Es posible que se haya mirado con ojos más críticos a Carmelo Anthony que a la mayoría de jugadores durante los últimos años. Esa impresión al menos podía sacarse en ocasiones buceando un poco por Internet. No había piedad con él. Era culpable de todo. Destacar más sus defectos que sus virtudes se convirtió en un deporte de moda, hasta el punto de etiquetar al alero como alguien difícil de encajar en cualquier vestuario debido a su incapacidad para aceptar, supuestamente, un rol secundario una vez pasada su época de máximo esplendor. Nada podía salir bien con Anthony en tus filas. Rompía la química y no elevaba el nivel competitivo de sus equipos. Y además estaba en claro declive. Esa fue la teoría que encajó como un guante en el imaginario colectivo tras los últimos batacazos del alero con los Oklahoma City Thunder y los Houston Rockets, un runrún que ya venía de antes tras unos últimos años decepcionantes a nivel colectivo en los habitualmente decepcionantes Knicks.
Muchos pensaban que un jugador del talento del diez veces All Star merecía todavía un sitio en la NBA, aunque fuera con un papel limitado, pero la mayoría de ellos preferían que fuese a otro equipo y no al suyo. Por si acaso. Al menos en los que a los aficionados respecta. Así, el máximo anotador de la liga norteamericana en 2013 pasó de estrella a estrellado y de ahí, al paro. Viendo los toros desde la barrera ha estado más de un año, trabajando y manteniéndose en forma en silencio a la espera de una oportunidad para reivindicarse que cada vez parecía más improbable. Sonó en ocasiones, por ejemplo, para Los Angeles Lakers de su amigo LeBron James. Pero nada. Sólo ruido. Nadie se lanzaba de verdad a por Melo…
Hasta que las circunstancias de unos Blazers que arrancaron mal la temporada y que no encontraban opciones sólidas para el puesto de cuatro tras la lesión de Zach Collins y la marcha en verano de Al-Farouq Aminu y Maurice Harkless llevaron a los de Portland a llamar a su puerta. Con él podían tapar ese agujero y conseguir además a un tercer anotador que ayudase a Damian Lillard y a C. J. McCollum, los dos jugadores principales del equipo de Oregón. El riesgo podía merecer la pena, tal y como estaba la situación, pese a los peligros que casi todos los analistas y seguidores de la competición barruntaban (su pobre defensa, la posibilidad de que exigiese un papel más importante del que debía asumir, sus 35 años de edad, la larga inactividad, las malas últimas experiencias que había tenido en la liga...).

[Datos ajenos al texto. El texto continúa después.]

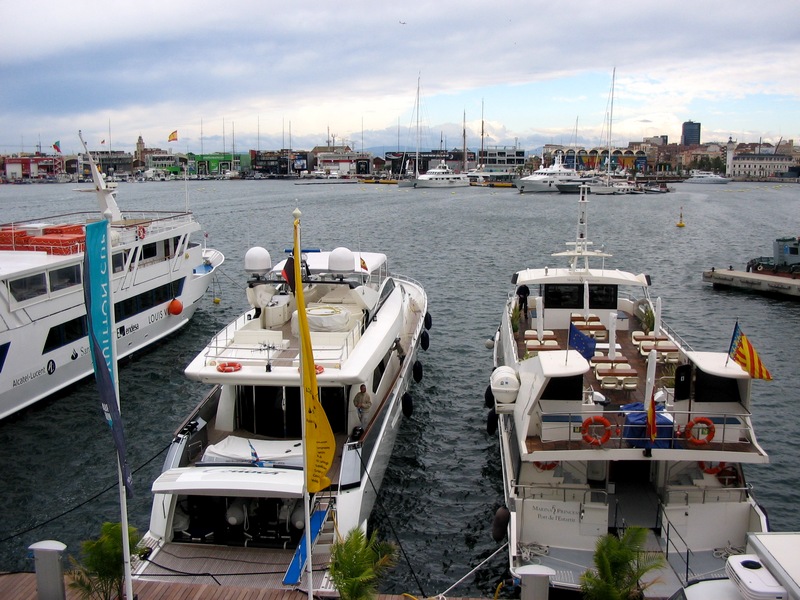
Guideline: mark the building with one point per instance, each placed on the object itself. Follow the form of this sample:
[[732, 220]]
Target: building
[[690, 134]]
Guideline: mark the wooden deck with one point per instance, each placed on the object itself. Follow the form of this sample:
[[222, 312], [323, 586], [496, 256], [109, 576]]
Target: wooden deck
[[22, 586]]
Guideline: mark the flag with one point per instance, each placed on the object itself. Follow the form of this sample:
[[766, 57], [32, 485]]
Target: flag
[[288, 273], [743, 353], [319, 443], [581, 342], [651, 417], [97, 295]]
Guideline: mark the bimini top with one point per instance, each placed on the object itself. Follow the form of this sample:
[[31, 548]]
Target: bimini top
[[565, 275], [338, 260]]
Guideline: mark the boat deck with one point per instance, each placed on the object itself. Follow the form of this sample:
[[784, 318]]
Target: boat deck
[[616, 398]]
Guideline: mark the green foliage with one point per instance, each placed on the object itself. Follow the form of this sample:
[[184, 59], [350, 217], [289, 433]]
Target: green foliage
[[620, 564], [358, 562], [101, 575]]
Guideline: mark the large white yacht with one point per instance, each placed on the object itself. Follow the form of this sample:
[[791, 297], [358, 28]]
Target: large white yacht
[[233, 490], [159, 277], [546, 178], [441, 176], [607, 419]]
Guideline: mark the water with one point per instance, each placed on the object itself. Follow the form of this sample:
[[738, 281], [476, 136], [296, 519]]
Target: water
[[443, 485]]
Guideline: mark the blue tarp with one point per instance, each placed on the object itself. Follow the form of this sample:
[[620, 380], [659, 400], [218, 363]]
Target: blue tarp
[[634, 431]]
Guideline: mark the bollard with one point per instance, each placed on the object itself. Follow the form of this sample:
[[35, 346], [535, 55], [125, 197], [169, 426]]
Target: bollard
[[49, 571], [535, 581]]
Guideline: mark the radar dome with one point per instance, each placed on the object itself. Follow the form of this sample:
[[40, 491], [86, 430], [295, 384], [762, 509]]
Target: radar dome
[[257, 261], [341, 260]]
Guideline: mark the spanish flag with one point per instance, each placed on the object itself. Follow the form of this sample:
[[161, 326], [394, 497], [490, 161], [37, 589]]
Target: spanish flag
[[319, 446], [743, 353]]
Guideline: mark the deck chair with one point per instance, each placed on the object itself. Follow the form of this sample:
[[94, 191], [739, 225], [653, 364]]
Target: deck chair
[[609, 383]]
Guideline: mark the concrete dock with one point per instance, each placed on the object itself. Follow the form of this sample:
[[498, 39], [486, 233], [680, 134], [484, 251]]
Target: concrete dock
[[774, 285]]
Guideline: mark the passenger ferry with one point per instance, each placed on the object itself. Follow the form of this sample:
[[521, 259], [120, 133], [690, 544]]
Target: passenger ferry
[[159, 277]]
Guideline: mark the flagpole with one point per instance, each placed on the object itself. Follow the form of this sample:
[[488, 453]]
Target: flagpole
[[298, 279]]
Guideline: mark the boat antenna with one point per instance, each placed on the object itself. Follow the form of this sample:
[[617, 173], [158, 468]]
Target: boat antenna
[[106, 196]]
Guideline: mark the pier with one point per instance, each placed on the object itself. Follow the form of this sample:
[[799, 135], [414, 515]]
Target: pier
[[774, 285]]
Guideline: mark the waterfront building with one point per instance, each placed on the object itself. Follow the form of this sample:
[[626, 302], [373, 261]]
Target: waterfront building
[[690, 134]]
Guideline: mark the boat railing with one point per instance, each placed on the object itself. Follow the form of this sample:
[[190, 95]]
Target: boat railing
[[729, 431]]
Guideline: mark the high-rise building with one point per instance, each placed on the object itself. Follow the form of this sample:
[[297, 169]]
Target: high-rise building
[[690, 134]]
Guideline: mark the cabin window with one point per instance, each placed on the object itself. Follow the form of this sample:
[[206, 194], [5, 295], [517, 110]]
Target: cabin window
[[65, 333], [563, 295], [118, 260], [125, 309], [564, 388], [65, 277], [149, 251], [272, 411], [26, 288], [711, 388]]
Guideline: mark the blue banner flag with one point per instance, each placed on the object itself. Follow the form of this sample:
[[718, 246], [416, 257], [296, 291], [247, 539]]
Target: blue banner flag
[[100, 321], [581, 342]]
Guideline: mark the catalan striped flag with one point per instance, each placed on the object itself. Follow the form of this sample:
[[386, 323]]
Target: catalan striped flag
[[652, 429], [743, 353], [319, 445]]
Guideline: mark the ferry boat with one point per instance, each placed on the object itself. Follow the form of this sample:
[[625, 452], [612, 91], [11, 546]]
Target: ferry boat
[[607, 419], [159, 277], [441, 176], [233, 489], [546, 178], [706, 177]]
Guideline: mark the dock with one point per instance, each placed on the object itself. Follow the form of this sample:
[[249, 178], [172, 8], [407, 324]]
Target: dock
[[22, 586], [773, 285]]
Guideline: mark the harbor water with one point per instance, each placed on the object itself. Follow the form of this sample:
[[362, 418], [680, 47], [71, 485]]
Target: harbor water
[[443, 486]]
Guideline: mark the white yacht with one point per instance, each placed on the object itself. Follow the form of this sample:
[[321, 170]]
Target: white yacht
[[159, 278], [706, 177], [546, 178], [233, 489], [607, 419], [441, 176]]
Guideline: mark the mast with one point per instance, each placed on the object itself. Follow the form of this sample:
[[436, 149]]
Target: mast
[[480, 165]]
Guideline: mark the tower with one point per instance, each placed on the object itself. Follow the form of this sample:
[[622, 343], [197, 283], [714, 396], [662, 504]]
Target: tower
[[690, 134]]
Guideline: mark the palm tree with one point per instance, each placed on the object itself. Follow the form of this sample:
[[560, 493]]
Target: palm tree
[[357, 562], [620, 563]]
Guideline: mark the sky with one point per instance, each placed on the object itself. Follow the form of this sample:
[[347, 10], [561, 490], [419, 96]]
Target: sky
[[266, 75]]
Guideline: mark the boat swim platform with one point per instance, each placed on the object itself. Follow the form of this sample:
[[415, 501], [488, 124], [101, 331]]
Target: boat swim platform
[[22, 586], [758, 282]]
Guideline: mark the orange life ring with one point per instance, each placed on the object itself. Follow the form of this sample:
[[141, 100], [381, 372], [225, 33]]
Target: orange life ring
[[593, 439], [699, 441], [708, 468], [545, 466]]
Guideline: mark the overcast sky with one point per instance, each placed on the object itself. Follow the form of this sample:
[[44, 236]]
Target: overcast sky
[[268, 74]]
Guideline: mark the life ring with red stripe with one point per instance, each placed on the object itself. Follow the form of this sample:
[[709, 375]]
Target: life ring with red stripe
[[710, 467], [592, 439], [696, 441], [549, 466]]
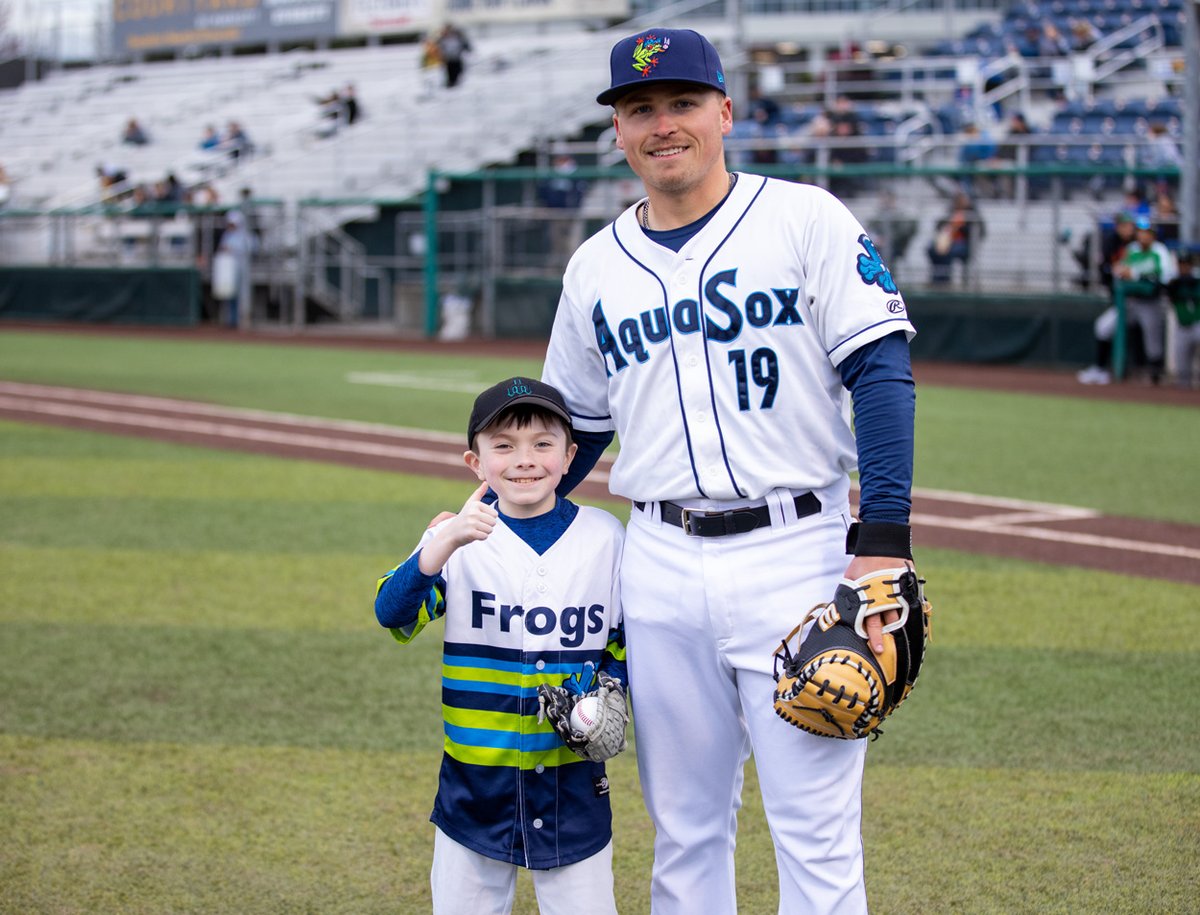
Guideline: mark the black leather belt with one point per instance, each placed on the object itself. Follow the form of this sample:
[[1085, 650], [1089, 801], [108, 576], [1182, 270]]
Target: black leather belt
[[736, 520]]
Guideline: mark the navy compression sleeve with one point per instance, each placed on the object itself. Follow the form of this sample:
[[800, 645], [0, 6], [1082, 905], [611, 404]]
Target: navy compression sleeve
[[591, 447], [879, 377]]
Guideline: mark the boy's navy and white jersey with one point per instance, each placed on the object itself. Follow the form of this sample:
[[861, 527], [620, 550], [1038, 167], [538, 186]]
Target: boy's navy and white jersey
[[509, 788], [681, 353]]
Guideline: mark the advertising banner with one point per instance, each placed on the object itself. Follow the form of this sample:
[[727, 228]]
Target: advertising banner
[[144, 25]]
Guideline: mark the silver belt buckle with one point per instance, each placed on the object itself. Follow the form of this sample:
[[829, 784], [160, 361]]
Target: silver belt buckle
[[685, 519]]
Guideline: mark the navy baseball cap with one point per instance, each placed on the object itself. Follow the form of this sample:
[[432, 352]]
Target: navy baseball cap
[[663, 55], [509, 394]]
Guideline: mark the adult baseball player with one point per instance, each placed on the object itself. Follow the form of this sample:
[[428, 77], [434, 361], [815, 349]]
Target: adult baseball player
[[720, 328]]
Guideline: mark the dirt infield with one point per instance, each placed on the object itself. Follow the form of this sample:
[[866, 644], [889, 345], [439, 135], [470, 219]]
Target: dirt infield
[[1051, 533]]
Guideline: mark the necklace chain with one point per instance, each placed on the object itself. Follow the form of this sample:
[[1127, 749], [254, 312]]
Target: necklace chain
[[646, 207]]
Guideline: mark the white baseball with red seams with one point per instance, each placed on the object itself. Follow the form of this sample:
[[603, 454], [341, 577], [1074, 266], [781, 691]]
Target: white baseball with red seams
[[585, 713]]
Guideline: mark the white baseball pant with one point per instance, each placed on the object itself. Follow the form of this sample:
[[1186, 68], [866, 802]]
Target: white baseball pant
[[703, 617], [466, 883]]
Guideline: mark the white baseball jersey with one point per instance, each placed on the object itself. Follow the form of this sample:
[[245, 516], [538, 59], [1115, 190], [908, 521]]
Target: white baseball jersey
[[685, 354], [509, 789]]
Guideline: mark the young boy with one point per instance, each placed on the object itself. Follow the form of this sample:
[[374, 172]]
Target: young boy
[[532, 606]]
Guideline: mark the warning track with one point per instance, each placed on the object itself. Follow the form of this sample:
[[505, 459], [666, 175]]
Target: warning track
[[1045, 532]]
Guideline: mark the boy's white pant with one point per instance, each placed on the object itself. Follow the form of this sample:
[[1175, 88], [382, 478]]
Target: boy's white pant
[[466, 883], [703, 617]]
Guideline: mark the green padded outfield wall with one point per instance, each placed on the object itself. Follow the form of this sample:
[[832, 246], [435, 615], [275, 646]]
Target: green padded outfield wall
[[101, 295]]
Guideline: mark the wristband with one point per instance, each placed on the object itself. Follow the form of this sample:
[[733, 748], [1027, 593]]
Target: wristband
[[880, 538]]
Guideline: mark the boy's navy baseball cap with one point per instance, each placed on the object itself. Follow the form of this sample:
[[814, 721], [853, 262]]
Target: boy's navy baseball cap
[[509, 394], [663, 55]]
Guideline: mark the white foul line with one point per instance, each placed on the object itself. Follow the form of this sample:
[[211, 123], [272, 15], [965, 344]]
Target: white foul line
[[72, 404]]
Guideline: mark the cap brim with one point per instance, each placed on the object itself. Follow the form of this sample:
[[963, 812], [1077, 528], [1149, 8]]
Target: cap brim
[[611, 95], [485, 422]]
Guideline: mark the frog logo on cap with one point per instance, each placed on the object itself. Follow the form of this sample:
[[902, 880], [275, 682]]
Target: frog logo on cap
[[647, 51]]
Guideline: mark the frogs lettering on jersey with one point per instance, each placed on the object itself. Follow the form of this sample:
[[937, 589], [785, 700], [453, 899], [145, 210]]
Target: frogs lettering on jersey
[[574, 622], [725, 318]]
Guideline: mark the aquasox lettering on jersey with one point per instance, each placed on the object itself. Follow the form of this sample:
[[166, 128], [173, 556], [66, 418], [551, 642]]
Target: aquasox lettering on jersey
[[717, 365]]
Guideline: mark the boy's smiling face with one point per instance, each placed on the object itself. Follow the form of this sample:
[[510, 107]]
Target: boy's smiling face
[[522, 464]]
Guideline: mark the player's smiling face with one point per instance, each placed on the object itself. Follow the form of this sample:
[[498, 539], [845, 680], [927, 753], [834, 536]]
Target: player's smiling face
[[672, 135], [522, 464]]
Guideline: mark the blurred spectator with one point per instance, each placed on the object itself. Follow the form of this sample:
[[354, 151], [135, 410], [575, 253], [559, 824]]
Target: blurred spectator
[[1114, 237], [1183, 293], [976, 150], [112, 181], [1083, 33], [237, 142], [1161, 151], [564, 191], [210, 139], [351, 109], [1145, 268], [329, 113], [1051, 42], [892, 229], [763, 109], [431, 66], [847, 149], [250, 210], [133, 135], [169, 191], [453, 47], [1165, 215], [235, 250], [957, 237]]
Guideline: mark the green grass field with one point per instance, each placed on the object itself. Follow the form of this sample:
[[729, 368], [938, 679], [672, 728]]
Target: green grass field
[[198, 712]]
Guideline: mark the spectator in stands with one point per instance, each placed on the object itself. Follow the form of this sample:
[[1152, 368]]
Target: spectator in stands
[[250, 210], [351, 109], [1083, 33], [237, 142], [976, 150], [211, 139], [169, 192], [112, 181], [1161, 151], [1051, 42], [431, 66], [892, 229], [1145, 269], [1165, 215], [847, 150], [453, 48], [133, 133], [1183, 293], [238, 244], [957, 237], [564, 191], [1115, 238]]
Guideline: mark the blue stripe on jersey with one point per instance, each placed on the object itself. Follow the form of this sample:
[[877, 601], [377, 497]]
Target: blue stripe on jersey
[[859, 333], [675, 357], [703, 329], [503, 740]]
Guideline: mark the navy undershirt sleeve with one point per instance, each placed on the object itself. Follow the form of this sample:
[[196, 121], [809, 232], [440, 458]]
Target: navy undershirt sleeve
[[591, 447], [879, 377]]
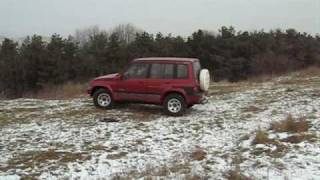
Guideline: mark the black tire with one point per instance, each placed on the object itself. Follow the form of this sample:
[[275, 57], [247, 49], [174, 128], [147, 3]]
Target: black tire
[[190, 106], [103, 99], [174, 99]]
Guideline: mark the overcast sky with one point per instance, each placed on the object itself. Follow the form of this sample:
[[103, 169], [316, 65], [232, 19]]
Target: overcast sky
[[45, 17]]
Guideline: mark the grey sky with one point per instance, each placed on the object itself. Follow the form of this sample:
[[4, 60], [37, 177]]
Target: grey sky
[[44, 17]]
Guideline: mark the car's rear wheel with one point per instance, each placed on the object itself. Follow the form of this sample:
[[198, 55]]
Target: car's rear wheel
[[174, 105], [102, 99]]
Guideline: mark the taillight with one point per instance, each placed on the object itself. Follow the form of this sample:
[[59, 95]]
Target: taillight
[[195, 89]]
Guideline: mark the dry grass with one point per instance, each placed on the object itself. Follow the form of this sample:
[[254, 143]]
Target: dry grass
[[291, 125], [251, 109], [160, 172], [37, 158], [300, 137], [261, 137], [198, 154], [309, 72], [261, 78], [117, 156], [68, 90], [235, 175]]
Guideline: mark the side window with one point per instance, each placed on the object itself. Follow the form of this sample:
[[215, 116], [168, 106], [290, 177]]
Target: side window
[[137, 71], [168, 72], [182, 71], [162, 71], [156, 71], [196, 70]]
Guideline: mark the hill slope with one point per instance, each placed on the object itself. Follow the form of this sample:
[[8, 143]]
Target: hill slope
[[66, 138]]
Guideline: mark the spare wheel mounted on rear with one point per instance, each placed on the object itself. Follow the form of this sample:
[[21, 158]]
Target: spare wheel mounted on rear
[[204, 79]]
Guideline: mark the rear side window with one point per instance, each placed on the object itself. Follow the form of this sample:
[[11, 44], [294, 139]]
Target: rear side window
[[162, 71], [168, 71], [137, 71], [196, 70], [182, 71], [156, 71]]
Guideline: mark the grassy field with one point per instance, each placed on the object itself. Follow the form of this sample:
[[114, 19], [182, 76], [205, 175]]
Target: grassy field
[[247, 130]]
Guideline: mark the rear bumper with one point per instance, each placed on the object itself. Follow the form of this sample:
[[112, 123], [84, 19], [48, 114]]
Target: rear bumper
[[195, 99], [89, 91]]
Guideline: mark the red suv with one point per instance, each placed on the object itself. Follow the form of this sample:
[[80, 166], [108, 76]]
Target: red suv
[[175, 83]]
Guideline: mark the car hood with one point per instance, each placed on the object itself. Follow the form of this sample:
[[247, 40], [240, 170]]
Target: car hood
[[107, 77]]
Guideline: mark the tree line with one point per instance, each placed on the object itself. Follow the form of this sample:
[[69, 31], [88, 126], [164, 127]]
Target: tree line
[[229, 54]]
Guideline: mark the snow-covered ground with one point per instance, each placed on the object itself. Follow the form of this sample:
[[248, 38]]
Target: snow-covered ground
[[54, 139]]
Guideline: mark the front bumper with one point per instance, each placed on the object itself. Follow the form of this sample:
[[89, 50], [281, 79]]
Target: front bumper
[[89, 91]]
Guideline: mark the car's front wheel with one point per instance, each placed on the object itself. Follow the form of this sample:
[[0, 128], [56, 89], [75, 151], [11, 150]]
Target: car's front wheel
[[102, 99], [174, 105]]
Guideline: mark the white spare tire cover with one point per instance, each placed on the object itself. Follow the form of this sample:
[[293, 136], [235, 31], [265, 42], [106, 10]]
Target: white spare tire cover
[[204, 79]]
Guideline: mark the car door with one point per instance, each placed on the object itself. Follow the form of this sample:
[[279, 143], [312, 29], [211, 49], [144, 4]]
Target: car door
[[160, 78], [132, 86]]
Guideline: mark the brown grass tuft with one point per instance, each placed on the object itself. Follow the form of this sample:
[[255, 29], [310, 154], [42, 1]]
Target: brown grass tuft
[[261, 138], [300, 137], [291, 125], [235, 175]]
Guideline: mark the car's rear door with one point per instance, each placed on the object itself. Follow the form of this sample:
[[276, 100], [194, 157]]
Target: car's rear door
[[132, 86], [160, 78]]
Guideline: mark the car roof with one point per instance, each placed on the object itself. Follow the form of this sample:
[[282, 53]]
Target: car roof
[[166, 59]]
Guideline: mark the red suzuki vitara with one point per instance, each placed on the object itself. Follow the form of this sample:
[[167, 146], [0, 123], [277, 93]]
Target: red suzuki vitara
[[174, 83]]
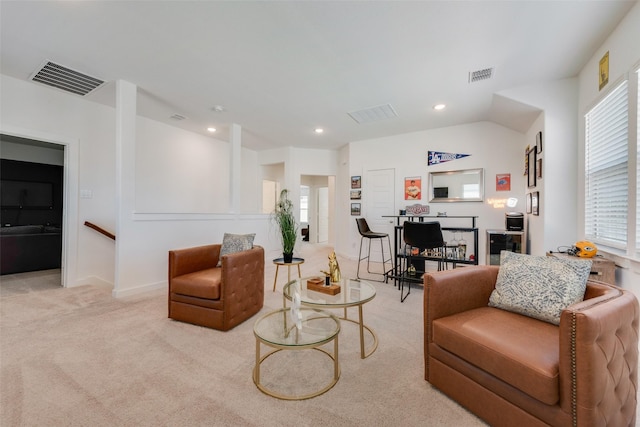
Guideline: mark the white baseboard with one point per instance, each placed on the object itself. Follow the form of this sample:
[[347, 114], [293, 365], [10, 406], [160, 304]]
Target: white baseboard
[[139, 289]]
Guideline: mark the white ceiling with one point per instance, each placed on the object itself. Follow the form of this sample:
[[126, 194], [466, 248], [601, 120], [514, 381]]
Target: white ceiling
[[281, 69]]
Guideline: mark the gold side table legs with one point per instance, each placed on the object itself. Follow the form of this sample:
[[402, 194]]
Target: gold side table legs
[[362, 327], [265, 390]]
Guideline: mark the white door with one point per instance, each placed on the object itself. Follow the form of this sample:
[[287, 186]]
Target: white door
[[323, 215], [379, 196]]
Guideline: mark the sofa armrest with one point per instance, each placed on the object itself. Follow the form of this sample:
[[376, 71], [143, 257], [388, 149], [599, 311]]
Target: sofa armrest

Y lo cierto es que, a falta de conocer el desenlace de esta historia de redención, el experimento está saliendo mejor de lo previsto inicialmente por una gran mayoría de escépticos. Tras un inicio irregular, Carmelo Anthony está demostrando que no ha perdido su talento ofensivo, que puede seguir siendo una pieza útil en la NBA. Incluso se ha permitido el lujo de conseguir un galardón de Jugador de la Semana de la Conferencia Oeste (el primero que gana desde 2014). Muy cerca de entrar en 2020 y cuando todo el mundo le había enterrado para el baloncesto de élite, algo que no imaginaba ni su mayor fan.
Pero su mayor premio, no obstante, está siendo recuperar el respeto perdido a base de recordarnos con su estético juego que un día fue una estrella que vendía camisetas como churros y que deslumbraba en competiciones internacionales con Estados Unidos. El mismo jugador que fue incluido dos veces en el Segundo Mejor Quinteto de la liga (2010 y 2013) y cuatro en el Tercero (2006, 2007, 2009 y 2012), algo que demasiado gente parecía haber olvidado. Está demostrando, en definitiva, que la calidad no caduca y que su sitio sigue siendo la NBA. Y como él mismo espera y desea, aún por tiempo. Porque en sus planes estará seguir intentándolo si la temporada con los Blazers finalmente no termina bien y sus caminos se separan. No piensa en retirarse ni en rendirse, ya ha avisado. Hay Carmelo para rato.